Carnegie Medal Presentation to Thomas Elbrecht


Unified Fire Chief Dominic Burchett, right, presented the Carnegie Medal to firefighter Thomas Elbrecht at a private ceremony held on June 25 at the Unified Fire Authority station in Salt Lake City, Utah.

Elbrecht, 31, of South Salt Lake, Utah, was awarded the Carnegie Medal after he rendered first aid for several hours to a man who had broken his femur in an avalanche in Millcreek, Utah, on Dec. 14, 2022.

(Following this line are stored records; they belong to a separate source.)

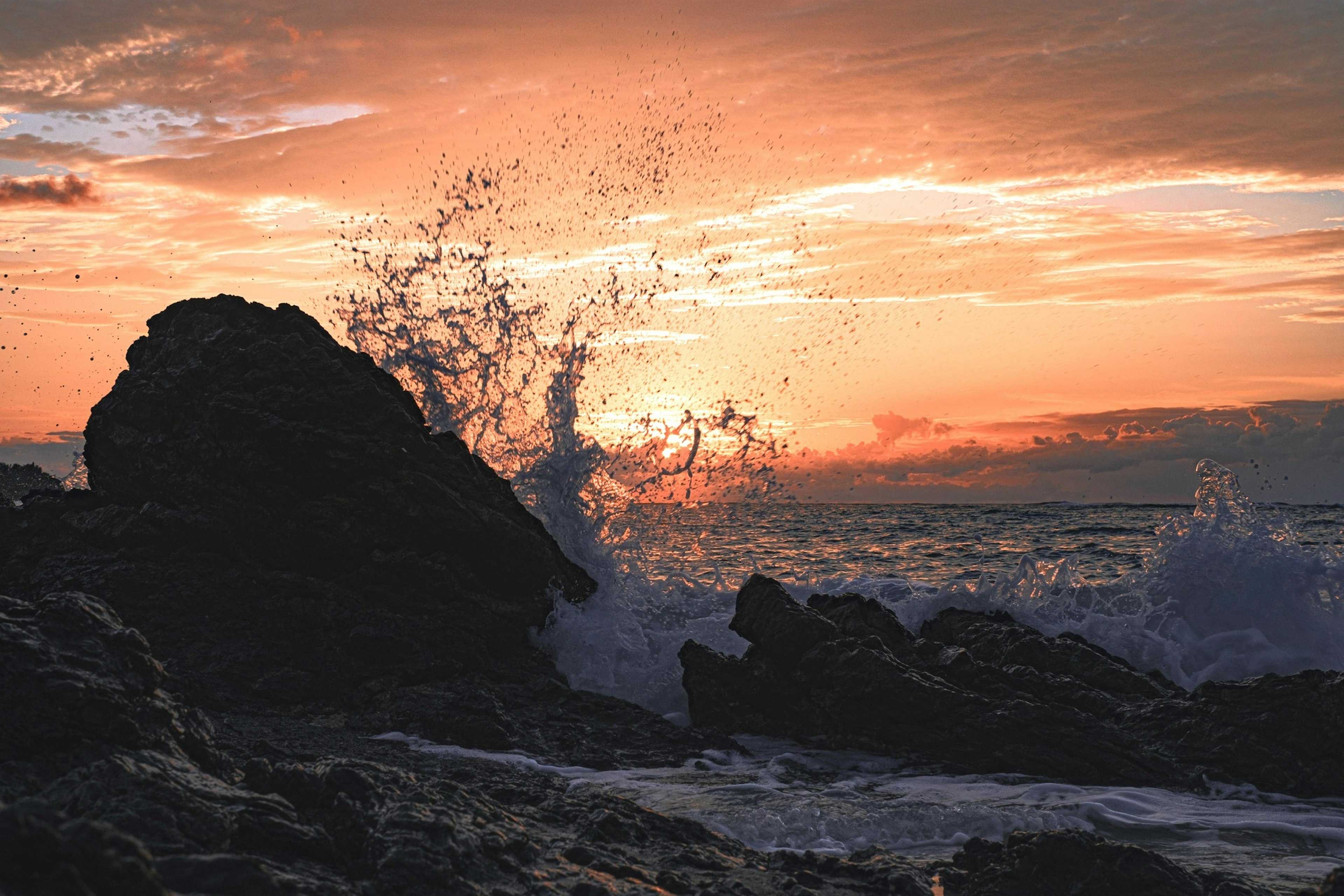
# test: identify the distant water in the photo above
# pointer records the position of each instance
(928, 543)
(1221, 589)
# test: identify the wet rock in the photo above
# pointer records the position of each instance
(46, 854)
(857, 692)
(1332, 886)
(80, 686)
(1061, 863)
(18, 480)
(272, 512)
(982, 692)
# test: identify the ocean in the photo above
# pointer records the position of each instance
(1214, 590)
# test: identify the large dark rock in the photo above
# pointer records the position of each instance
(982, 692)
(1062, 863)
(18, 480)
(271, 510)
(76, 684)
(108, 800)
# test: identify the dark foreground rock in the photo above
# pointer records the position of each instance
(984, 694)
(295, 804)
(312, 567)
(1062, 863)
(18, 480)
(272, 512)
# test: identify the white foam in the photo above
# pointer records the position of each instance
(1229, 593)
(790, 797)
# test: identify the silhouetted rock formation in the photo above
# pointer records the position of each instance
(318, 567)
(18, 480)
(113, 792)
(988, 695)
(1061, 863)
(269, 508)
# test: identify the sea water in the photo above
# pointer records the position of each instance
(1224, 589)
(1221, 589)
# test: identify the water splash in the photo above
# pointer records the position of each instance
(471, 304)
(1229, 593)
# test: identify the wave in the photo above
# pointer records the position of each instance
(1229, 592)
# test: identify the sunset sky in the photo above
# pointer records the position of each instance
(963, 250)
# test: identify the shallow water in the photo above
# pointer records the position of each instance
(1219, 590)
(791, 797)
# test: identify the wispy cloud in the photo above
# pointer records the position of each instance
(49, 190)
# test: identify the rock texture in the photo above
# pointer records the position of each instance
(272, 512)
(18, 480)
(984, 694)
(314, 567)
(1062, 863)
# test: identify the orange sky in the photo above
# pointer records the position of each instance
(1006, 221)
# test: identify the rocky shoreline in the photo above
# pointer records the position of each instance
(277, 561)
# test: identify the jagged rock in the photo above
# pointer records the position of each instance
(18, 480)
(858, 692)
(46, 854)
(986, 694)
(1332, 886)
(272, 512)
(1061, 863)
(77, 686)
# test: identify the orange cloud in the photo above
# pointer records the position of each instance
(53, 191)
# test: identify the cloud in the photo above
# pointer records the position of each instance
(893, 428)
(1326, 315)
(1292, 450)
(48, 190)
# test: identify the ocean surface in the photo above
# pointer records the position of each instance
(923, 543)
(1221, 589)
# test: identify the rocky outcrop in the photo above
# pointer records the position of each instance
(77, 684)
(112, 793)
(18, 480)
(984, 694)
(1061, 863)
(271, 510)
(315, 567)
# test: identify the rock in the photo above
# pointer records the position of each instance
(984, 694)
(80, 686)
(1332, 886)
(18, 480)
(46, 854)
(777, 626)
(1061, 863)
(271, 511)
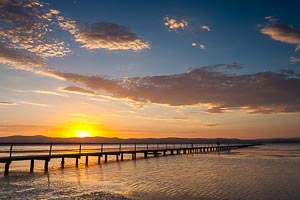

While backcountry skiing in a remote area of the Wasatch Mountain Range, Travis Haussener, 35, was caught in a 200-foot wide, 2-foot deep avalanche that surged downhill and enveloped him. The snow slammed him against a tree where he was pinned with severe injuries. Only his head and an arm remained unburied. He shouted for help. Within earshot while backcountry skiing himself, Elbrecht heard Haussener’s calls. He followed Haussener’s tracks in the snow to the bottom of the avalanche-debris pile, where he then hiked up the steep slope and unburied Haussener, whose severe injuries inhibited him from moving to safety. Elbrecht used his cell phone to inform authorities about Haussener’s injuries after he moved him to a flat nearby. He used a ski pole as a makeshift splint to stabilize Haussener’s leg and built a small shelter to shield him from the frigid conditions. He removed some of Haussener’s wet clothes and provided him with dry clothes including an extra jacket Haussener had in his backpack and Elbrecht’s own jacket and gloves. With the threat of another avalanche looming, Elbrecht remained with Haussener as rescue crews came up with a plan. A rescue helicopter responded but was unable to affect a rescue because of the steep slope and closely packed, tall trees. Eventually, two rescue personnel on the ground found them. Elbrecht helped lower Haussener to a spot where he was moved by toboggan and then snowmobile to a waiting ambulance. Haussener spent a few days in the hospital and endured a lengthy rehabilitation to his leg. Elbrecht was cold and hungry after spending several hours with Haussener, even beyond sunset, but was not injured.

Haussener told KSLTV that Elbrecht huddled with the man for eight hours while they waited for rescuers. 

“I was the coldest I’ve ever been in my life,” Haussener told reporters from his hospital bed. “(Elbrecht is) a hero, man. He kept me smiling. He kept making jokes. He kept talking to me. He kept me warm, he hugged me when I was getting too cold.”